SEÇÃO III Classificação de artigo de luxo
Art. 3º Na classificação de um bem de consumo como de categoria de luxo, conforme o inciso II do art. 2º deste Anexo, o órgão ou a entidade deverá considerar: I - relatividade econômica: variáveis econômicas que incidem sobre o preço do artigo, especialmente: a) a facilidade ou a dificuldade logística regional ou local de acesso ao bem; e b) a oferta de bens com características similares que possam substituir o produto ou serviço, com desempenho, sabor ou funcionalidade que tornem a compra desnecessariamente onerosa ao erário; e II - relatividade temporal: mudança das variáveis mercadológicas do artigo ao longo do tempo, em razão de: a) evolução tecnológica; b) tendências sociais; c) alterações de disponibilidade no mercado; e d) modificações no processo de suprimento logístico.

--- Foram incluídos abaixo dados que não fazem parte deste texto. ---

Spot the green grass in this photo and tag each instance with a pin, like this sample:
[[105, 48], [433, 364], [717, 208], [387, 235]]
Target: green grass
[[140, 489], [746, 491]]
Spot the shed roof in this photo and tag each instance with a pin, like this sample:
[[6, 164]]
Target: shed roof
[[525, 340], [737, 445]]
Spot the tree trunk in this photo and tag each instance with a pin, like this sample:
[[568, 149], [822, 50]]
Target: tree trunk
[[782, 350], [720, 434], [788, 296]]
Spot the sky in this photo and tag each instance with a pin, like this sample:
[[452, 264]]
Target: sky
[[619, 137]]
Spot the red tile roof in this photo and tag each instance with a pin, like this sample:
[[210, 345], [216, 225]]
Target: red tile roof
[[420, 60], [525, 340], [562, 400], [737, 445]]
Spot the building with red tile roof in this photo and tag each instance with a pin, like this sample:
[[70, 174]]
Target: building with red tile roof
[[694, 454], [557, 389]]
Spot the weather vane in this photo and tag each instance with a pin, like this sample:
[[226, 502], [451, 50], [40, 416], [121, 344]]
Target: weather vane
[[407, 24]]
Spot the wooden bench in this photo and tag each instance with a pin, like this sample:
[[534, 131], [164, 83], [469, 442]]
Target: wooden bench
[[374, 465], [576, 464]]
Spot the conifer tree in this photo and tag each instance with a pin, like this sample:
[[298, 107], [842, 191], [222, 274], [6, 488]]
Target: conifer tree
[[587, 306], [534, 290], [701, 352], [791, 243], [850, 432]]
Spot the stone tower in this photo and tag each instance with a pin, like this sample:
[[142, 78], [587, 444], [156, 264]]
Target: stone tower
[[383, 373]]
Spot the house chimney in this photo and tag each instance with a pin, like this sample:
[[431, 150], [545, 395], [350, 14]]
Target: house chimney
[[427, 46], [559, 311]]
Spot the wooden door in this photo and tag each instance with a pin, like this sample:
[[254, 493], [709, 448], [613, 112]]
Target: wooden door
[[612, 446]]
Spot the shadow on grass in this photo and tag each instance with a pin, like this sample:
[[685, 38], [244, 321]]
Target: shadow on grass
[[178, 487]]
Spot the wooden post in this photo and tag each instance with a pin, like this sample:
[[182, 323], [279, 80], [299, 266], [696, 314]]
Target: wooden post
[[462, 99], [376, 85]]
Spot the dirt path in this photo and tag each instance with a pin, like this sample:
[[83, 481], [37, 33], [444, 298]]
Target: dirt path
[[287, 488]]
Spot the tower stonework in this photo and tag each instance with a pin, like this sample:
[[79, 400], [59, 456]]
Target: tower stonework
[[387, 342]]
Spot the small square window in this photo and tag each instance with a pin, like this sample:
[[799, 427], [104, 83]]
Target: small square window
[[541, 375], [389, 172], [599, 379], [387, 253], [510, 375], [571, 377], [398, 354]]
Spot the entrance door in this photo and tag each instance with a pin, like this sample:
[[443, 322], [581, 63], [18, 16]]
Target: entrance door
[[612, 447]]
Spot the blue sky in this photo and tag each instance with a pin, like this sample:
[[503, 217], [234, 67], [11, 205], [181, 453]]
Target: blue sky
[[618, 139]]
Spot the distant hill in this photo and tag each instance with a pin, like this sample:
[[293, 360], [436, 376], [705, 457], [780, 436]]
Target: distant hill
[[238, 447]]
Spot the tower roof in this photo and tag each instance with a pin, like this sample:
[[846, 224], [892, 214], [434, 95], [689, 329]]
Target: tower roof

Parágrafo único. Não será enquadrado como bem de categoria de luxo aquele que, mesmo de acordo com o inciso II do caput do art. 2º deste Anexo: I - for adquirido a preço equivalente ou inferior ao preço do bem de categoria comum de mesma natureza; ou II - tenha as características superiores justificadas em face da estrita atividade do órgão ou da entidade.
SEÇÃO IV Economicidade nas contratações públicas
Art. 4º As contratações públicas são regidas pelo princípio da economicidade, conforme dispõe o art. 5º da Lei nº 14.133, de 1º de abril de 2021.
SEÇÃO IV Vedações
Art. 5º Fica vedada a inclusão de artigos de luxo no plano de contratações anual. § 1º Antecedendo a elaboração do plano de contratações anual, os setores de contratação dos órgãos e entidades deverão identificar eventuais artigos de luxo constantes dos documentos de formalização de demanda (DFD) de que trata o inciso VII do art. 12 da Lei nº 14.133/21.